Conforme fue creciendo, Cristian fue ganando sus primeros pesos. Trabajó un tiempo con su padre como botellero. “El botellero es el que va en el carro y el caballo y se lleva las latas, se lleva las botellas, se lleva el cartón… Como el cartonero pero hace veinte años. El cartonero no se conocía en ese entonces. El botellero te lleva desde una heladera hasta escombros de tu casa o ramas que vos cortaste de un árbol y no tenés dónde tirarlas”, explica.

Después quiso independizarse y comenzó su propio negocio. “Vivíamos en Villa Mariló, era un barrio muy heavy, y yo dije: ‘bueno, ¿qué puedo vender acá?’ Y compré los sachets de shampoo, los chiquititos. Yo entendía que la gente quizás no podía comprar el shampoo grande, pero sí podía comprar el chiquito para higienizarse. Esa fue una de mis primeras pruebas, y empecé a laburar, y laburé muy bien. Después contraté a otro chico y trabajabamos los dos. Salía el sachecito a morir. Costaba veinticinco centavos el shampoo y veinticinco centavos la crema, y por cincuenta centavos tenías los dos”.

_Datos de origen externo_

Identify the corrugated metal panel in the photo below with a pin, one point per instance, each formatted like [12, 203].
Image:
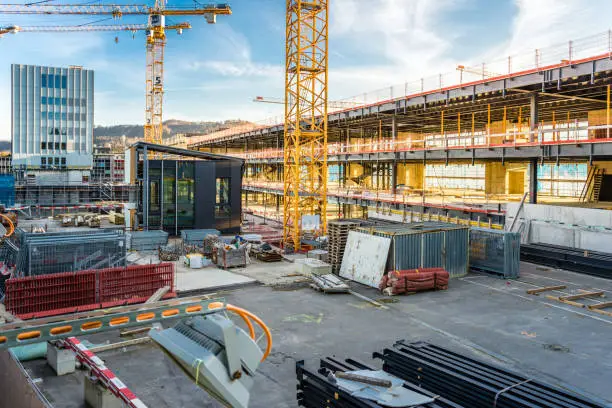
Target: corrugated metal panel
[197, 236]
[495, 251]
[426, 245]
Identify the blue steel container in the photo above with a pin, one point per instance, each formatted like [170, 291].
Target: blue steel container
[7, 190]
[426, 245]
[495, 251]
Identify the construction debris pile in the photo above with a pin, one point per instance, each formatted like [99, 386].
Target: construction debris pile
[231, 255]
[148, 240]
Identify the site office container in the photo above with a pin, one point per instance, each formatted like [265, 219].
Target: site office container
[495, 251]
[426, 245]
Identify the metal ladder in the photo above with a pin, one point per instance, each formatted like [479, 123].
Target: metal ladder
[597, 180]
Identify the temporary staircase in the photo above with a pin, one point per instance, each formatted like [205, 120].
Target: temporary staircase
[592, 186]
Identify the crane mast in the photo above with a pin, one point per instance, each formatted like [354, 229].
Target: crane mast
[156, 41]
[154, 93]
[305, 133]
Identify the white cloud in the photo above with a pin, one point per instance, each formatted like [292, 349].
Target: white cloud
[243, 68]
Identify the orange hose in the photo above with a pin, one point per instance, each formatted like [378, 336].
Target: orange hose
[11, 226]
[217, 305]
[244, 313]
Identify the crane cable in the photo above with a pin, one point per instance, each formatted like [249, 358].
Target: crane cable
[11, 228]
[245, 315]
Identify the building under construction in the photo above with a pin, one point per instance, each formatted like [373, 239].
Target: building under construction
[456, 147]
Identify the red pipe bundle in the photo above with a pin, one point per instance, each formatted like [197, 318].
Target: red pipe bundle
[414, 280]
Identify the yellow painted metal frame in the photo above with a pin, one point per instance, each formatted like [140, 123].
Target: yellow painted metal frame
[156, 42]
[305, 135]
[154, 94]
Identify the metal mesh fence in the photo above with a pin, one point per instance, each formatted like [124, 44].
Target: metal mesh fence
[54, 252]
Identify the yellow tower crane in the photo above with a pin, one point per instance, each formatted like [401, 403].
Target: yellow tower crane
[305, 134]
[14, 29]
[156, 41]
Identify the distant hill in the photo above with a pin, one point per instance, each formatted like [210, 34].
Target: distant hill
[171, 128]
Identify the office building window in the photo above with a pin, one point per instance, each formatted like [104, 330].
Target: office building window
[222, 198]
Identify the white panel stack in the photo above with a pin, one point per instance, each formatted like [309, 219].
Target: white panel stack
[365, 257]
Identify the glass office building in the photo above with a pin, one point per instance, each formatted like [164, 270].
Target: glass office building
[52, 117]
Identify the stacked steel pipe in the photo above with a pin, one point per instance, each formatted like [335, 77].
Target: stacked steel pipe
[414, 280]
[316, 389]
[471, 382]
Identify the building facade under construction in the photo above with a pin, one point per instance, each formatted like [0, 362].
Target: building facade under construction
[456, 152]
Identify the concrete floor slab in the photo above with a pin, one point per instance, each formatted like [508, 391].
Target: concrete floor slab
[480, 316]
[208, 278]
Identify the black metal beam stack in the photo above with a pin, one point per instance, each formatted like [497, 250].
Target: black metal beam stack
[573, 259]
[473, 383]
[316, 390]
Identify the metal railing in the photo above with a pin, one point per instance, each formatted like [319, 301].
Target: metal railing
[561, 133]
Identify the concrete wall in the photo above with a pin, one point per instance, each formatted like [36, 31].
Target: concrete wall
[15, 388]
[575, 227]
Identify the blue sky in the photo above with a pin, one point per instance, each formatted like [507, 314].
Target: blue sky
[213, 71]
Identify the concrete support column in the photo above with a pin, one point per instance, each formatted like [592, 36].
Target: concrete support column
[62, 361]
[533, 181]
[534, 117]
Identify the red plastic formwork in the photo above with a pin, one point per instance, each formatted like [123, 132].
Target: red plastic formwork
[47, 292]
[70, 292]
[133, 283]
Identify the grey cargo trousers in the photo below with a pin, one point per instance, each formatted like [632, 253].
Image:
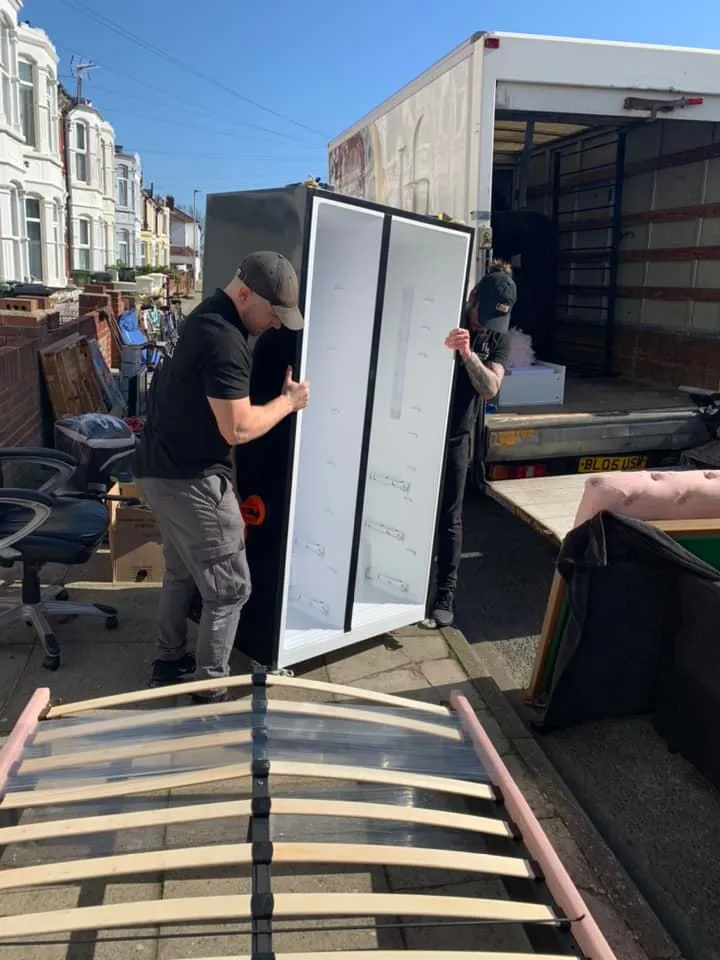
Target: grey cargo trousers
[203, 537]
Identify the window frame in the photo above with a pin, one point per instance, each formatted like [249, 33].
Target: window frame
[32, 115]
[126, 181]
[82, 152]
[34, 244]
[124, 241]
[84, 247]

Siguió buscando su camino. Trabajó de albañil, carpintero, fue cortador de pasto, limpiador de piletas, mecánico, pintor. Hasta que tomó una decisión que le cambió la vida: estudiar para reparador de electrónica y PC. “A partir de ahí llegué a tener cuatro locales de electrónica, empezamos a crecer, laburé ocho años con eso. Hasta que después con el tema de los robos fue muy difícil sostenerlo porque un día entraron y le robaron a mi señora, la metieron adentro, le apuntaron con un arma. En otra oportunidad apuñalaron a mi hermano, en otra oportunidad me robaron a mí y me golpearon también. Entonces sinceramente era muy difícil sostenerlo y cerramos. Pero ese curso que hice cambió todo”, asegura.

No se equivoca: aunque en ese momento no lo sabía, en el futuro la enseñanza de oficios digitales sería el punto de quiebre de muchas más vidas como la suya. Y aunque pareciera que la preocupación principal de Cristian es el futuro, siempre antes piensa en su pasado y en su madre.

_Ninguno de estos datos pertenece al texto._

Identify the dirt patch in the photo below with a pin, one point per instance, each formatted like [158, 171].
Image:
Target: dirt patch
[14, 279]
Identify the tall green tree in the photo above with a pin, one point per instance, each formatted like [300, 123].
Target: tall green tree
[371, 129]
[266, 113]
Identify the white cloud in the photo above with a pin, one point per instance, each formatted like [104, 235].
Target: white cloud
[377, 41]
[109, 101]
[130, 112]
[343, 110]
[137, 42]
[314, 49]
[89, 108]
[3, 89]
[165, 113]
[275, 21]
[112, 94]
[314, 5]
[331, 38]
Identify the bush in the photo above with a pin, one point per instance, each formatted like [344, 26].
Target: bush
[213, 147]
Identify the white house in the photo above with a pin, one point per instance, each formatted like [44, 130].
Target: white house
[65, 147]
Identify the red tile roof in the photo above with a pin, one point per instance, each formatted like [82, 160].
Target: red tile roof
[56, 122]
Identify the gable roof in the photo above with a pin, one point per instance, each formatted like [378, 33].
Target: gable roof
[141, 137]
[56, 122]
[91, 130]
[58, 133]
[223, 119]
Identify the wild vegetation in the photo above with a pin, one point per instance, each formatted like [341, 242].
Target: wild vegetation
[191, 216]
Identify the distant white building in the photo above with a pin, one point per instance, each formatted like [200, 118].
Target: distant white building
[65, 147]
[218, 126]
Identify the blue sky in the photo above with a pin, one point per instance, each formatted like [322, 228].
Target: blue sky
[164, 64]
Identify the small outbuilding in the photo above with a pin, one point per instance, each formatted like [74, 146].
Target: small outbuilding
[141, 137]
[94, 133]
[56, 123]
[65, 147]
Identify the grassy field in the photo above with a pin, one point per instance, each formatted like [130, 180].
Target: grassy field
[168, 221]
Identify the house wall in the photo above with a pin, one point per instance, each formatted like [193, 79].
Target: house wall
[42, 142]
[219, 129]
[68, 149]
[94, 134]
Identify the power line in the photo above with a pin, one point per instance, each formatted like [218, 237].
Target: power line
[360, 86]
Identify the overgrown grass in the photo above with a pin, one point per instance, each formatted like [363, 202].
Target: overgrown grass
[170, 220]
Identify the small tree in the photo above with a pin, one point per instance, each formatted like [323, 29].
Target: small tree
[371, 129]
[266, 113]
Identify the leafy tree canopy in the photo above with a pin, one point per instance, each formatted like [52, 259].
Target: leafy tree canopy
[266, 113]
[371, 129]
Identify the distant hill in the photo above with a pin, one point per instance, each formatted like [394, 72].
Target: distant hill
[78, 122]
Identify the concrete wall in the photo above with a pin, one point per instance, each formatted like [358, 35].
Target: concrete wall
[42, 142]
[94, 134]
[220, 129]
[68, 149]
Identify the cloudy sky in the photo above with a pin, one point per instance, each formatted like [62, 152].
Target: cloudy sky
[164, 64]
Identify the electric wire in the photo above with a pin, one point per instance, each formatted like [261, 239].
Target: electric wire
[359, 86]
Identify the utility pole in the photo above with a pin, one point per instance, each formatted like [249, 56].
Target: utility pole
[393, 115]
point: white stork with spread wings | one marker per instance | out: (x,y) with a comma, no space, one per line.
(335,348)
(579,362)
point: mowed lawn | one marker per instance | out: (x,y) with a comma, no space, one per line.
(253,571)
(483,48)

Algunos chicos en el "Potrero Digital", la escuela de oficios digitales que armó para los vecinos. Casi todos los cursos son gratuitos

“Mi vieja me enseñó una filosofía de vida: siempre hay alguien que necesita, siempre hay alguien que si te ponés a ver, encontrás cómo ayudarlo. Si no fuera por ella, ni el colegio hubiera terminado. Recuerdo ir al colegio muchas veces con una bolsita y dos lápices y un cuaderno. O ir al colegio con una zapatilla que te había regalado un político, que le ponía el nombre”, dice.

La reconstrucción

En la puerta de la sociedad de fomento hay, en la vereda, una huerta comunitaria. Contra los pronósticos que le dijeron, la gente pasa por ahí y no roba nada ni la destruye. Junto a una de las paredes del edificio hay también un perchero con un cartel que anuncia: “esta ropa se dona”. Está ahí para ofrecer abrigo a quienes pasan frío. Junto al perchero, un almacén comunitario: Cristian arregló con empresas para comprar productos a bajo costo y los ofrece en el barrio a un precio mucho menor a los habituales.

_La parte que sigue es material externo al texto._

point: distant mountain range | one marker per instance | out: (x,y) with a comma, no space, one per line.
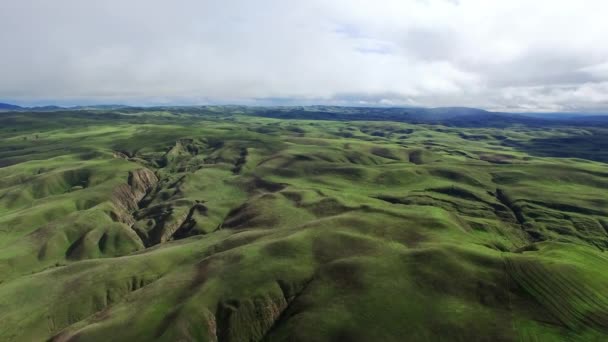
(455,116)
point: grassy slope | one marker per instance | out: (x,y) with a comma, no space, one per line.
(262,229)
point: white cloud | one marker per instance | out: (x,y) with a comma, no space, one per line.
(517,54)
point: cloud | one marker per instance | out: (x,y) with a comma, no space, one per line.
(516,55)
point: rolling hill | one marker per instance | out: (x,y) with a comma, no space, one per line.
(301,224)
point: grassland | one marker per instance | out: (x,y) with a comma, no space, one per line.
(172,226)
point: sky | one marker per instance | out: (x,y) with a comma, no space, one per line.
(515,55)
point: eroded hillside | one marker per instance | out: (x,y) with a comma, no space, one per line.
(159,226)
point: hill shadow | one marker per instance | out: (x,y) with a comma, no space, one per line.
(590,147)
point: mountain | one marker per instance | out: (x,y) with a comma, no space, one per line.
(8,106)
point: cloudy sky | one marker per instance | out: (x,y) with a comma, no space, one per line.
(517,55)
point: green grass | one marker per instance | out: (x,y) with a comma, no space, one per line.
(168,226)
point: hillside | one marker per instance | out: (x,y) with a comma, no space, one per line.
(301,224)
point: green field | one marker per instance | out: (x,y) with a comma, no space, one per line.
(227,226)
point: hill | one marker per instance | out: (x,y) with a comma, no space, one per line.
(7,106)
(226,224)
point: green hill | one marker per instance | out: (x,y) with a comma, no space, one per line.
(173,225)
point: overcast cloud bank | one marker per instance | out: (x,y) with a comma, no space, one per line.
(500,55)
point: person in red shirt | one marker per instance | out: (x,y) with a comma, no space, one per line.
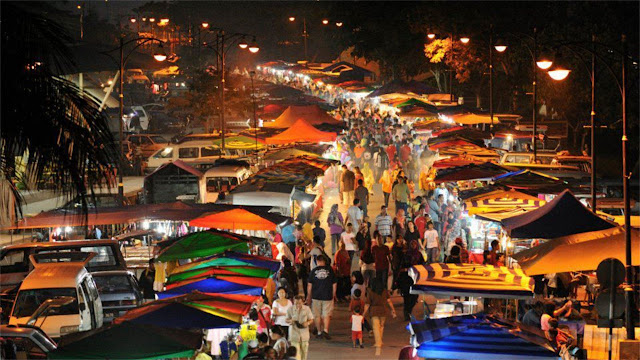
(342,268)
(382,254)
(264,314)
(405,153)
(391,151)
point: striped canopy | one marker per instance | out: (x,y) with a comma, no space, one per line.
(502,200)
(469,337)
(471,280)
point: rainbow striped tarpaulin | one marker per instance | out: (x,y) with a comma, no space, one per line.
(502,200)
(471,280)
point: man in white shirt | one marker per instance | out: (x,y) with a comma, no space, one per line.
(431,244)
(349,239)
(354,215)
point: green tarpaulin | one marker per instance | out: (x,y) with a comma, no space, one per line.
(128,341)
(203,243)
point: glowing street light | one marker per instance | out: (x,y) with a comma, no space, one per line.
(254,48)
(243,44)
(160,55)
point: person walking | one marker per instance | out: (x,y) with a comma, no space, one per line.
(367,260)
(335,220)
(299,318)
(362,195)
(382,255)
(376,304)
(387,185)
(431,244)
(383,222)
(347,185)
(279,309)
(354,215)
(319,232)
(321,292)
(401,194)
(342,268)
(348,238)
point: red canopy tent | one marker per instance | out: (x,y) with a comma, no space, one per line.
(239,218)
(301,131)
(312,114)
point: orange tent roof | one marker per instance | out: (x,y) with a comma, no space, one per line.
(312,114)
(234,219)
(301,131)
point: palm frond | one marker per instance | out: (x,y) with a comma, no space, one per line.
(56,130)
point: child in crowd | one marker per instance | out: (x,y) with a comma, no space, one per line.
(356,326)
(281,344)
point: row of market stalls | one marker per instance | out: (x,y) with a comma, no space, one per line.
(211,284)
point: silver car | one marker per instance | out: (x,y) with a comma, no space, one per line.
(119,292)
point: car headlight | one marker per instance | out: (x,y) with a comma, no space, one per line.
(69,329)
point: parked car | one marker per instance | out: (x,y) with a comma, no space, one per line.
(72,280)
(221,178)
(200,154)
(148,143)
(119,292)
(15,265)
(24,342)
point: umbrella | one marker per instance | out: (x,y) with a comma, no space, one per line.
(128,341)
(470,172)
(471,280)
(503,200)
(230,258)
(243,218)
(203,243)
(562,216)
(559,254)
(479,338)
(195,310)
(220,270)
(230,285)
(474,119)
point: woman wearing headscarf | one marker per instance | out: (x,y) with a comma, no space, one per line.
(412,257)
(368,176)
(335,220)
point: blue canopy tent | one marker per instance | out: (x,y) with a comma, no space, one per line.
(212,285)
(177,315)
(478,338)
(564,215)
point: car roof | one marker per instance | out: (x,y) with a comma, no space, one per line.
(111,273)
(54,275)
(225,170)
(61,244)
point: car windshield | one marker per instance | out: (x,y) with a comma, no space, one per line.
(165,153)
(159,139)
(104,256)
(217,184)
(108,284)
(28,301)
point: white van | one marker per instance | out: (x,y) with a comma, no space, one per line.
(59,275)
(200,154)
(221,178)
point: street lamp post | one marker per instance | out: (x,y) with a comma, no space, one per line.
(630,309)
(252,74)
(159,56)
(221,53)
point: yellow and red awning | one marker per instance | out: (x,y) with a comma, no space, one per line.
(471,280)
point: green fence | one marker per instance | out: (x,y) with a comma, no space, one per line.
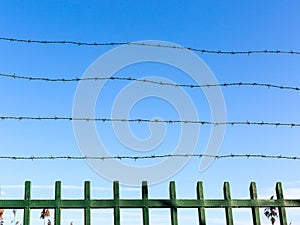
(145,203)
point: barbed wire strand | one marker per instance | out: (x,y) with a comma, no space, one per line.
(68,157)
(47,79)
(276,124)
(151,45)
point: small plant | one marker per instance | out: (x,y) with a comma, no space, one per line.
(271,213)
(1,218)
(14,222)
(44,214)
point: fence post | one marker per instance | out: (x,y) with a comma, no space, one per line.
(228,209)
(281,209)
(145,200)
(27,197)
(173,209)
(255,210)
(87,198)
(57,215)
(201,210)
(116,203)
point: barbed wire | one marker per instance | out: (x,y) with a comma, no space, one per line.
(76,79)
(276,124)
(68,157)
(151,45)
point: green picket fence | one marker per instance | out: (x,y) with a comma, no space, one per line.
(145,204)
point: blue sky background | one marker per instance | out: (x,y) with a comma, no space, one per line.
(215,25)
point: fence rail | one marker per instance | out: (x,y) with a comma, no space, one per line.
(145,203)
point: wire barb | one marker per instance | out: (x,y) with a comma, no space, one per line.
(95,44)
(76,79)
(124,120)
(135,158)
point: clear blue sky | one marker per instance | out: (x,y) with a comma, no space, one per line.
(215,25)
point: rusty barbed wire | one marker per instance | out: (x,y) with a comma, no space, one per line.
(68,157)
(76,79)
(151,45)
(56,118)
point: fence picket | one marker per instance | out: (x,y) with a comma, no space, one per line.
(281,209)
(145,200)
(173,208)
(201,210)
(255,210)
(57,210)
(228,208)
(145,203)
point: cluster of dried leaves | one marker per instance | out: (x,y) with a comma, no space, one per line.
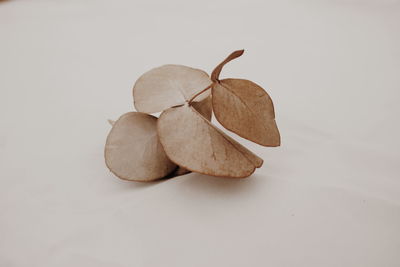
(142,147)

Ya dentro de la sociedad, lo primero que se ve es el aula que armaron hace unos meses. Hay varias mesas, un televisor, un aire acondicionado, y un banner que dice “Potrero Digital”. Es el nombre que dieron a la escuela. Allí, decenas de chicos de Morón se forman de manera gratutita en distintas disciplinas digitales. Además, en los otros espacios se brindan cursos de oficios tradicionales.

“Ya capacitamos 160 panaderos, tenemos barberos que formamos, peluqueros, tenemos técnicos en reparación de PC, community managers, gente laburando manejando las redes de Grido, de Vía Bana, en Mercado Libre… Tenemos el proyecto con Grido y Vía Bana de las heladerías sociales: la gente puede abrir una heladería en su casa y puede tener una salida laboral. Buscamos ir dando alternativas. Los cursos son gratuitos, hay algunos que tienen un costo social, pero la mayoría son gratuitos”, explica.